October 22, 2016
A couple of months ago, we ran a column on the effects of ethanol in gasoline. We didn’t think it would be terribly controversial, because we reported only what we could confirm from reputable sources (mostly the United States Department of Energy). The story sparked reader interest like a match in a pool of spilled gasoline. By the time the comments section quieted down, we’d been accused of shilling for the oil industry, the ethanol industry, the left wing, the right wing, and everything in between.
To address the valid questions and concerns raised by our readers, we’re wading back into the ethanol discussion.
For this article, Digital Trends spoke in-depth with Dr. Andrew Randolph, Technical Director for ECR Engines. Dr. Randolph holds a Ph.D. in Chemical Engineering from Northwestern University, with a specialty in the combustion properties of ethanol-gasoline blends. He’s been working with NASCAR since 1999 and started with ECR in 2008.
ECR Engines is a high-performance engine production, research, and development company located on the Richard Childress Racing campus in Welcome, North Carolina. ECR Engines have earned more than 250 victories, including twice at the Daytona 500 and three times at the Brickyard 400. ECR engines have won championships in the NASCAR Nationwide and Camping World Truck Series, and the ARCA Racing Series presented by Menards. NASCAR races on 15 percent ethanol and 85 percent gasoline fuel.
Your lawn mower is not like your car
One of the most common complaints about our last article was that we ignored the effect of ethanol on small engines such as lawn mowers, chainsaws, weed whackers, and the like. Well, this is the Cars section of Digital Trends, not Home & Garden — but we’ll roll with it. We asked Dr. Randolph why ethanol can have such different effects on small engines.

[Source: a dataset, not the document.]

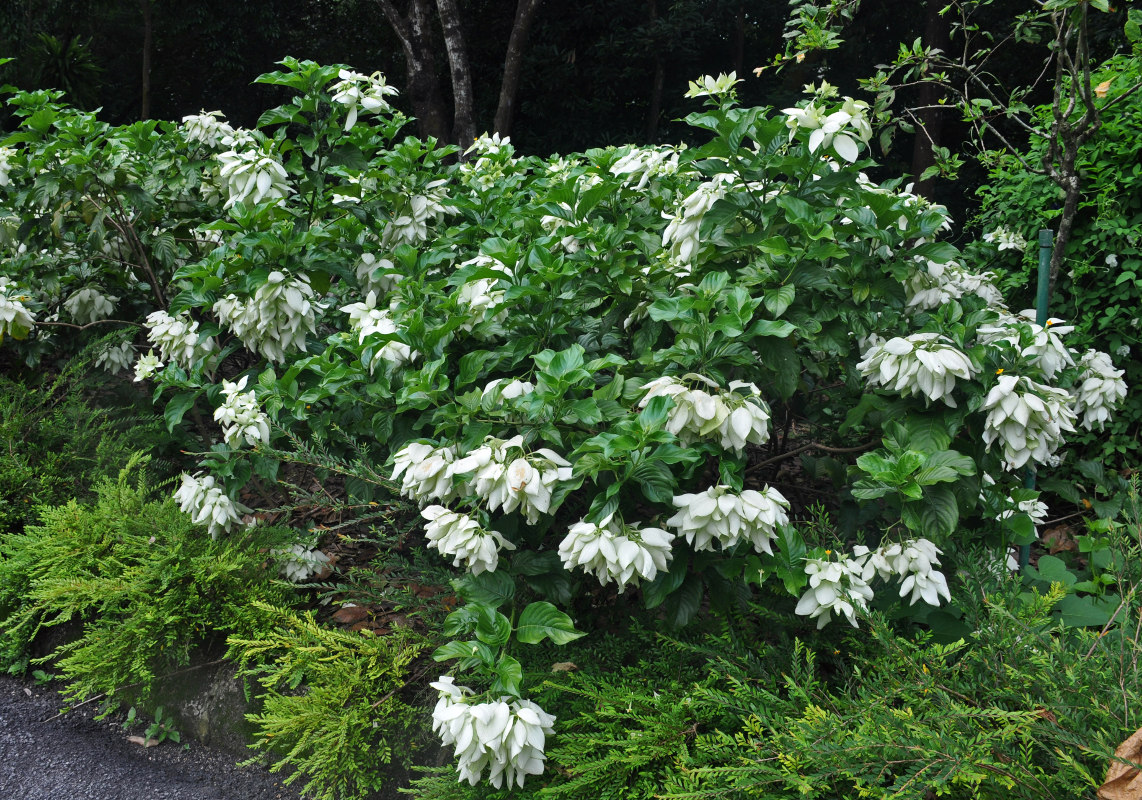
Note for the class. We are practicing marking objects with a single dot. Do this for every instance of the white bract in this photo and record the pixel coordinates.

“There is a difference between cars and lawn mowers, weed whackers, chainsaws, and things like that,” he tells Digital Trends. “Cars have a sensor in the exhaust which always optimizes the relationship of gasoline to air such that you have a perfect mixture regardless of what kind of gasoline you use.”
An Oxygen or O2 sensor communicates with a modern car’s engine control unit computer, telling it how to adjust the fuel-air mixture to stay in balance. In contrast, a small engine uses the simplest carburetor possible, with a fixed air-fuel mixture.
“When you add ethanol to gasoline, the ethanol has oxygen in it, so it changes the optimum ratio of the amount of fuel to the amount of air,” Randolph says. “You have some of the oxygen constituents in the fuel itself. A car will adjust for that automatically but lawn mowers are not able to adjust the ratio of fuel to air based on ethanol in the fuel.”
One problem is that the small engine manufacturers typically design and certify their engines to run on pure gasoline without any ethanol content. But about 97 percent of the gasoline sold at public service stations in America contains 10 percent ethanol.
“If they were to certify all these [engines] using E10 as the certification fuel, then the jetting and the carburetors on those devices would be set up to work optimally with E10,” Randolph explains. “And then you wouldn’t have any problem with those devices either.”
As a final note on small engines, Randolph warns against using E85 fuel, but states that conventional E10 should not be a problem in most cases.
“If someone thinks they had a problem in their chainsaw or their lawn mower because they’re using E10, they very likely would have had those problems anyway,” Randolph says. “When you start getting into higher concentrations like E85, if you tried to put that into your lawn mower or your weed whacker, then you will start having problems because that’s outside of the range in which the device is intended to operate.”